Her taraftan ablukaya alarak Ermeni milislerinin yaptıkları mezalimlikleri, Anadolu’nun her tarafından "Müdafaa-i Hukuk Dernekleri" İstanbul’a ve Amerikan Temsilciliğine telgraflar yağdırarak Fransızları, Rusları, Ermenileri kınamaktaydılar. Elbet o yıllarda Türkiye’nin nüfusu 7 milyondan fazla değildi lakin anca 350.000’i asker idi ki bunlar zührevi hastalıklar, doğal olmayan alışkanlıklar vb. sebeplerden dolayı da sayıları oldukça azalmıştı. Sömürgeci devletlerince o dönemde yeraltı kaynağı oldukça değerlidir de, düşünceleri "Türkiye, gelişmesi için gerekli madenlere sahiptir. Kömür nitelikli ama boldur. Mezopotamya’da petrol sınırsız gibidir." Albay Lawrence, yakın doğu coğrafyası için yetiştirilmiş özel bir ajan olmasının yanında diploması alanında da üstünlükleriyle ünlü İngiliz subayıdır. Lawrence başlıca hedefi ise savaş süresince Türklere kapanmayacak yaralar açmak için Arap ordusu kurmak ve Arapları Türk Devletinden ayrıştırmak idi. Hicaz kralını bağımsız kral olarak tahtta geçirterek Paris barış konferansında Hicaz’ın temsil edilmesini sağlayan mamafih Paris’te Faysal’ın danışmanı, çevirmeni ve genel sözcüsü olarak statü kazanmıştır. Orta Doğu coğrafyasında derin çalışmalarıyla ününe ün katarak halen tarih sayfalarında kendinden söz ettirebilmektedir.

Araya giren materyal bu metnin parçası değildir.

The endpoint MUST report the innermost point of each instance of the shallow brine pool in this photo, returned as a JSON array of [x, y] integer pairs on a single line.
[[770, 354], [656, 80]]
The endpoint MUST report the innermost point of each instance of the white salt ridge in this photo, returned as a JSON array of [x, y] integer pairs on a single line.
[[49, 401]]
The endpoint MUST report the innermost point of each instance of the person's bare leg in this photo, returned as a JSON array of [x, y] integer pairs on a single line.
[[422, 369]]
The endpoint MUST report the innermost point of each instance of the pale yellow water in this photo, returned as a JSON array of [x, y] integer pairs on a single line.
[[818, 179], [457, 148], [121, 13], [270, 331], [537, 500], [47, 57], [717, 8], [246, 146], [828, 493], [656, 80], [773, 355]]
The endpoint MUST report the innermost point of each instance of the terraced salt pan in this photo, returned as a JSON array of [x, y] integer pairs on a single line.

Ermeniler ticaretle zenginleşerek Türklere de yüksek faizle krediler verip daha sonra paranın karşılığında borçluların mallarını, topraklarını almaları bilindik idi. Ermenilerin kendileri için devlet kurabilmelerinin adımları atılmışken, yapılan derin kışkırtmalarla Ermenilerin kendilerini kutsal bir dava uğruna kendilerini öldürtme tutkuları en üst seviyeye ulaşarak körleşmişçesine milisleriyle kan ve gözyaşı akıtarak ilerlemekteydiler. Ermenilere işgalci devletlerce vaat edilen toprakların sağlanılmasıyla Asyatik Bolşevizme karşı bir sınır oluşacağı, Amerika adına Karadeniz’in çıkış noktası ile Kafkasya kuzeyinin güvenliğini, Fransa için Suriye ve Kilikya’daki asker ihtiyacına cevap verebileceğini hatta Erzurum’a kadar tüm yerlerinde kendilerine tahsis edilmesini talep etmekte idiler. Ermenistan konusunda Müttefik devletler isteksiz idiler çünkü, Londra konferansındaki gibi Ermenistan’ın Milletler Cemiyeti himayesine bırakılması gerekli olduğu kanısındaydılar. Ermenistan’a devletleştikten sonra verilebilecek düzenli ve süresiz maddiyat yeterli değildi. Tüm devletler yıllarca savaştığından kendilerine dahi yeterli olamamaktaydılar. Ermenistan’ın sınırlarını koruyabilmesi için 400.000 askere ve maliyesinin oluşturabilmesi için yedi yıl süresince 50 milyon dolara da ihtiyaç vardı.